To save money, several years ago, the State of NJ decided if you have a new car, you don’t have to have it inspected for four years. Any other car only needs inspection every two years. I recently had to run my car through this inspection system. There was no line. They did not check my lights, or my breaks, or my horn or my windshield wipers. They only checked my exhaust emission. This giant facility which used to test about one million cars a day now tests 75 cars a day and they only test exhaust emissions. With modern technology, I don’t think they fail anyone except an occasional 1974 Chevy, but they do employ lots of people. I’m not complaining, but do we really need these facilities? Did we ever need them?

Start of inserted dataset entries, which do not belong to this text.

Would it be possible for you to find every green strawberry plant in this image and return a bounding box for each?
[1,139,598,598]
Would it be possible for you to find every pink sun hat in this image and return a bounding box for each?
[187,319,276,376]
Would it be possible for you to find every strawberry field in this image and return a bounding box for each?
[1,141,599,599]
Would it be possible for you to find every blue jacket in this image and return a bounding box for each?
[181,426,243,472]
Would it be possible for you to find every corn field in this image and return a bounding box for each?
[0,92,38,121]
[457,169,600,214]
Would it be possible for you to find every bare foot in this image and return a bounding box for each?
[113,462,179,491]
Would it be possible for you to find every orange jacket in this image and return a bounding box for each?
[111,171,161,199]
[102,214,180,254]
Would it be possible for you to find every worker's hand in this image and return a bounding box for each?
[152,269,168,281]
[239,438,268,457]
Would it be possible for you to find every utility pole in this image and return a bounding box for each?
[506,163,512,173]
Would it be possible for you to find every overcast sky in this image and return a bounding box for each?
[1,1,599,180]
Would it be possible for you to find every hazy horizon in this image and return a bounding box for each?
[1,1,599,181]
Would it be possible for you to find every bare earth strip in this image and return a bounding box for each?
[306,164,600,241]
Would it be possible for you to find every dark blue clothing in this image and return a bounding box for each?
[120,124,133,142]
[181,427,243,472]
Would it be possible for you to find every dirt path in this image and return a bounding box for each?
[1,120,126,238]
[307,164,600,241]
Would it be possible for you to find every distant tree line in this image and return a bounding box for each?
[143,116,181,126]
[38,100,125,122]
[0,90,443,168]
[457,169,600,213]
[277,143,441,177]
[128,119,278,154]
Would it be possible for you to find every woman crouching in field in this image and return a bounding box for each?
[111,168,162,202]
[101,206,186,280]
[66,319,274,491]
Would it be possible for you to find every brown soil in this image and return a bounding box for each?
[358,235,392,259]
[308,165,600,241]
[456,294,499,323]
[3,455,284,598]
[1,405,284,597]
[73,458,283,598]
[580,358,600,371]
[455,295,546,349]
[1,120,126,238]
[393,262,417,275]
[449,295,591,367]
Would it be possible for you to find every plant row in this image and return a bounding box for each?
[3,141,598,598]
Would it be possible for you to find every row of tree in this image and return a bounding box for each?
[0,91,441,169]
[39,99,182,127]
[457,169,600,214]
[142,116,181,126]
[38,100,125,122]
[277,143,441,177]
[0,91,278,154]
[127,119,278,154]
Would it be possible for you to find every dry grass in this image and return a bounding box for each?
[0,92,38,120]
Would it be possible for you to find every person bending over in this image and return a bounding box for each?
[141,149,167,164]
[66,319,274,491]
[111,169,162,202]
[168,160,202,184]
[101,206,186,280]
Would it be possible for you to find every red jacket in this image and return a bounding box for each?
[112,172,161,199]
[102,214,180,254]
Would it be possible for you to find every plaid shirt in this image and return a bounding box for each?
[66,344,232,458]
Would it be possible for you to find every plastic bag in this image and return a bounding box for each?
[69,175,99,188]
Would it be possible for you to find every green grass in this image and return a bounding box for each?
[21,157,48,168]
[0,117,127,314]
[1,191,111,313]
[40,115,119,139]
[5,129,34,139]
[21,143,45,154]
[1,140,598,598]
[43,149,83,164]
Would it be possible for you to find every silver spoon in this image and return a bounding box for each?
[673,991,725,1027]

Last month Mrs. C had to renew her license. She had to go to the DMV. I went with her and braced myself for a two hour visit in hell.
There were no lines.
A person greeted us and directed us to the correct line.
The person behind the window was polite.
Mrs. C had her renewed license with a new picture in less than 10 minutes. What the hell happened? How was this possible?
Oh! Turns out the system has been privatized. Seems the threat of competition makes the process a little better than when it is run by bureaucrats who's job is guaranteed.
The New Jersey DMV owes me several days of my life that I will never recover, but I must say their changes are better late than never.